That's a very intriguing read, thank you.
I think I've worked out why I'm responding so badly to all the "if you love someone, you always do x and never do y" stuff. First of all, flawed humans don't become perfect humans just because they're in love. It's not a magic mathematical formula that always causes A and prevents Y. Second, I had a boyfriend years ago whom I absolutely worshipped....loved him beyond words. And I struggled because I was hesitant about marrying him. But if you love someone, don't you marry them? Don't you commit? Love must look like this or else it's nor love, surely?

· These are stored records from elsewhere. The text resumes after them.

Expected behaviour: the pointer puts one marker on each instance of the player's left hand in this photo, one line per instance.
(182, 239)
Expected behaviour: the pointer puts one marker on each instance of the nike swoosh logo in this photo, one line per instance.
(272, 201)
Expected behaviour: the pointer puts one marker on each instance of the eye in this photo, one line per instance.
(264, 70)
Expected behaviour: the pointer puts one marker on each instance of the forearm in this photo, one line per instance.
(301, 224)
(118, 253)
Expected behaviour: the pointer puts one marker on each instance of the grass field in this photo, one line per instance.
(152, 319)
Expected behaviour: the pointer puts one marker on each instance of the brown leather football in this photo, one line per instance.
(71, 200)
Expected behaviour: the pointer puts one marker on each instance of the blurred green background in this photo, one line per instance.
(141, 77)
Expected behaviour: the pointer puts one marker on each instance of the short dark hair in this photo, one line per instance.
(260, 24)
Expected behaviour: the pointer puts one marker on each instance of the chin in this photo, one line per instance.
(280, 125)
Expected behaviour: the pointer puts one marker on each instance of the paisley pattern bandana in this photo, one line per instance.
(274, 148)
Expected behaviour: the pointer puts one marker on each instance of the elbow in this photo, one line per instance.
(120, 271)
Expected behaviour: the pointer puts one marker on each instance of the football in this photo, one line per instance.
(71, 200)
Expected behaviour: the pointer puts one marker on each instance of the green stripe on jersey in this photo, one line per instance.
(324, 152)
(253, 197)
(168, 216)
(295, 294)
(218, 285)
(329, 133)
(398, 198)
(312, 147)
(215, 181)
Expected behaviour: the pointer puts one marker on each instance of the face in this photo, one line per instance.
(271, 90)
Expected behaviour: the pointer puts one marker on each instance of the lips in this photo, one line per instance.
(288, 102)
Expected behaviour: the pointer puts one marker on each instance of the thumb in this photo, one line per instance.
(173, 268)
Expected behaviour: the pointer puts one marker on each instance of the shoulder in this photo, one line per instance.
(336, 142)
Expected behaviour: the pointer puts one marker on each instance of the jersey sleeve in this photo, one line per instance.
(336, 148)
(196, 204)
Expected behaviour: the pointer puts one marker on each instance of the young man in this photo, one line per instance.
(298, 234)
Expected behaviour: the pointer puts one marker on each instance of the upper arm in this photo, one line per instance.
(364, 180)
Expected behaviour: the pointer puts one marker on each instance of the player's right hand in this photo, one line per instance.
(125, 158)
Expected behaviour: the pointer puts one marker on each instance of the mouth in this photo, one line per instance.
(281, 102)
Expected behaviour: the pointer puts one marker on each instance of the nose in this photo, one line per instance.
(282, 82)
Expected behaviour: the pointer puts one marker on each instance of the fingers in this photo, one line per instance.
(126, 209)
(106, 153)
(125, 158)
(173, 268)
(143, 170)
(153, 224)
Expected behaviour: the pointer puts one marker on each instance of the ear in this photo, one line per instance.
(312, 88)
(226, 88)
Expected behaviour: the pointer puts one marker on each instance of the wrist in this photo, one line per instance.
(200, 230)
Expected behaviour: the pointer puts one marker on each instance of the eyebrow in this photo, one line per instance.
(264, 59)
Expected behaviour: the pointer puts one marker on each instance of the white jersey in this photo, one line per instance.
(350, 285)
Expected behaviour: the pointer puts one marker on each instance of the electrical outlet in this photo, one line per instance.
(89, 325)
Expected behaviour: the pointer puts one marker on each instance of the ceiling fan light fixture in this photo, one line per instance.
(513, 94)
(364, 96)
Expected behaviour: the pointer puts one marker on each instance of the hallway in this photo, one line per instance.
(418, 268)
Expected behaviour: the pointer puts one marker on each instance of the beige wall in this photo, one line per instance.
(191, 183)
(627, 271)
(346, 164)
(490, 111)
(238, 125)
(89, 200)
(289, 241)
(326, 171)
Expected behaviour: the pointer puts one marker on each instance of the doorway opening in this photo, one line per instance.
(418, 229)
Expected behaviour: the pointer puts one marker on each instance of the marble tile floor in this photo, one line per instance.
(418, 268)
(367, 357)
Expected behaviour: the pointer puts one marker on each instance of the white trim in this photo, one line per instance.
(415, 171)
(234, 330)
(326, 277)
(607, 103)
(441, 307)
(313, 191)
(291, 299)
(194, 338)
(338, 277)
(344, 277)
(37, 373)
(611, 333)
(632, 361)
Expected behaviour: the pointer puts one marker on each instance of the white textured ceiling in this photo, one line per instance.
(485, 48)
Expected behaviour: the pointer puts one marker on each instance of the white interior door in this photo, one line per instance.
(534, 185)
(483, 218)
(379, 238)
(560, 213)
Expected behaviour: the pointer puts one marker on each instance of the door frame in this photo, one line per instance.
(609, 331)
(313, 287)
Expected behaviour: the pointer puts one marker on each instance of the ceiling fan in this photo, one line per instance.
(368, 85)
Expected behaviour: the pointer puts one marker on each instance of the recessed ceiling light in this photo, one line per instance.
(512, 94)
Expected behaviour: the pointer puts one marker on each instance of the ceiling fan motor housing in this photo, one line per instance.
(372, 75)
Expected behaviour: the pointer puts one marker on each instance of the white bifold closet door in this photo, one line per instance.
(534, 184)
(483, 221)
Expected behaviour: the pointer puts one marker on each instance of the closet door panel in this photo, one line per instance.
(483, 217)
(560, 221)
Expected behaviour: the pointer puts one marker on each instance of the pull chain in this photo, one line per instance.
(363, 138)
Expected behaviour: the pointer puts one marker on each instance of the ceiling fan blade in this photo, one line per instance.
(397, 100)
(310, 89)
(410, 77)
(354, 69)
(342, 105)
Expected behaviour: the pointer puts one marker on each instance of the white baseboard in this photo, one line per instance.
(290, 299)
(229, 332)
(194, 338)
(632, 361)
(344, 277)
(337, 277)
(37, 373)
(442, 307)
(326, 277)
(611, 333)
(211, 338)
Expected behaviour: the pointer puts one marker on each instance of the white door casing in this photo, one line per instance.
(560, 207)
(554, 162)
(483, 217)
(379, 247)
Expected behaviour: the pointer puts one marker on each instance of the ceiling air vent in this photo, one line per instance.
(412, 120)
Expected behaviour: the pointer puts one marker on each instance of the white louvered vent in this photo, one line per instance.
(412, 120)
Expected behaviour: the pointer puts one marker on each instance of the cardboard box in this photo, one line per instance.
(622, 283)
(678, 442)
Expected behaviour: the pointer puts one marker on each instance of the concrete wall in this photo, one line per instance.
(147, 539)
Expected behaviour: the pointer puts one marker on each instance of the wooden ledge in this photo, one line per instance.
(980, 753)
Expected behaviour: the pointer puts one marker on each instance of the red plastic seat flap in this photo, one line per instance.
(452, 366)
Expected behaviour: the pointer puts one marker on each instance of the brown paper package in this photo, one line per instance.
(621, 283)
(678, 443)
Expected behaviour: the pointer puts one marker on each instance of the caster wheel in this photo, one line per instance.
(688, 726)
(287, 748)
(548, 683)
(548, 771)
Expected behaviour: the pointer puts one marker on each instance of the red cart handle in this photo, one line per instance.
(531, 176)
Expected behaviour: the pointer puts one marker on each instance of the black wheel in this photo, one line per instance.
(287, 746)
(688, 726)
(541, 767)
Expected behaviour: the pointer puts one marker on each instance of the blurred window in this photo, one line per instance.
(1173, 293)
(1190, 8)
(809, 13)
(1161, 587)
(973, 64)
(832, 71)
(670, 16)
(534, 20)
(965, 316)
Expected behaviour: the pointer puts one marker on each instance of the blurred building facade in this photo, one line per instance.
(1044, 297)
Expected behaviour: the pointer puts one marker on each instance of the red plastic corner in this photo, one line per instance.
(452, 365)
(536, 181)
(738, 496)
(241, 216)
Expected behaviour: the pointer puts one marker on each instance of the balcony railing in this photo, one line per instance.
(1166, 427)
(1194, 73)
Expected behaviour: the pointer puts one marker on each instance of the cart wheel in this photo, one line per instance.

I loved him, but I also knew that there were parts of his character that were incompatible with the life I wanted, and had I stayed I would have loved him but been miserable. Eventually, I suspect, I would have ended up hating him. I actually couldn't bear for a love like that to turn to hate. I preferred to do exactly what a person who's madly in love isn't supposed to do and end the relationship. I broke both our hearts but I did the right thing. We each married people with whom we are far more compatible and we think fondly of each other...no messy, angry feelings from a horrid divorce. Of course, I now know that people who love each other say goodbye every day, for all sorts of reasons, but at the time it was a revelation. Love is complex, it's messy, it's not prescriptive and it doesn't dictate that X must happen and Y never can.
Once again, this doesn't make cheating OK nor oblige anyone to forgive it. But I can't get behind this idea that if you fail, it must mean, without exception, that you don't love your spouse and don't give a shit about them. That's as silly as the idea that everyone, without exception, cheats.